Anne memutar kepala menatap Luciano yang duduk di sofa tunggal, dengan tangan memegang gelas berisi cairan berwarna merah yang tersisa sedikit. Dan sebotol wine yang tersisa setengah di meja. Apa yang dilakukan pria itu dalam kegelapan, batin Anne.
Luciano mengamati penampilan Anne dari atas ke bawah dengan kedua mata yang tertutup setengah. "Aku tak mengatakan kau boleh pulang semalam ini, Anne," ucapnya dengan nada yang datar, tetapi tersemat ketajaman yang begitu jelas.
Anne tahu itu, tetapi ia memang sengaja melambat. "Aku minta maaf."
Luciano terdiam dengan kata-kata Anne. Butuh dua kali mengulang kalimat tersebut sebelum ia yakin kata-kata itu keluar dari mulut seorang Anne.
Matanya semakin menyipit, mencermati ekspresi di wajah Anne lebih dalam.
Anne terdiam, menampilkan raut semenyesal mungkin yang bisa ia buat.
Luciano mendengus, "Begitukah?"
Anne mengangguk pelan. Mencoba membaca ekspresi di wajah Luciano. Tetapi lapisan emosi pria itu terlalu tebal dan ia kesulitan membacanya.
"Kemarilah." Tangan Luciano terangkat dan salah satunya menepuk pangkuannya.
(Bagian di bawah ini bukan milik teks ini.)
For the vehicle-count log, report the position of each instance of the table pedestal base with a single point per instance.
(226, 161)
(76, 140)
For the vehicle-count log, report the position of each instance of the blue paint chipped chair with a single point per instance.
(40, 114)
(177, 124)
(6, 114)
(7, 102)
Anne tak bergerak, menjilat bibirnya yang kering. Jika sudah seperti ini, ia tahu apa yang akan diinginkan oleh pria itu padanya. "Bolehkah aku membersihkan diri lebih dulu. Aku berkeringat."
"Tidak." Jawaban Luciano singkat dan tegas. "Kita akan mandi bersama. Kebetulan aku juga belum mandi."
Anne menelan ludahnya. Ini bahkan lebih parah. Membayangkan akan mandi bersama Luciano, membuat perutnya mual. Seberapa pun ia membiasakan rasa jijik setiap Luciano menyentuhnya, tetap saja ia tak bisa menerima semua sentuhan Luciano. Kebenciannya tak berkurang.
"Aku tidak mengulang perintahku, Anne." Kalimat pungkasan Luciano sekali lagi diselimuti ketegasan yang lebih kuat.
Anne pun mengangguk tipis dan melangkah mendekat. Luciano menarik lengannya dan tubuhnya terjatuh dalam pangkuan pria itu hanya dalam sedetik dan detik berikutnya Luciano menangkap bibirnya. Melumatnya dengan ciuman yang penuh hasrat dan gairah. Tangan pria itu menyelinap di balik pakaiannya. Menyentuh kulit telanjang di perut, mengelus dan perlahan bergerak naik ke dada.
Kedua mata Anne terpejam, menahan diri akan rasa jijik yang muncul setiap Luciano menyentuhnya. Di tengah-tengah lumatan tersebut, mendadak suara dering ponsel menyela. Kedua mata Anne terbuka mengenali itu adalah nada dering miliknya. Yang lain dari semua nada dering di kontaknya karena nada dering itu spesial. Khusus nada dering untuk nomor Eshan.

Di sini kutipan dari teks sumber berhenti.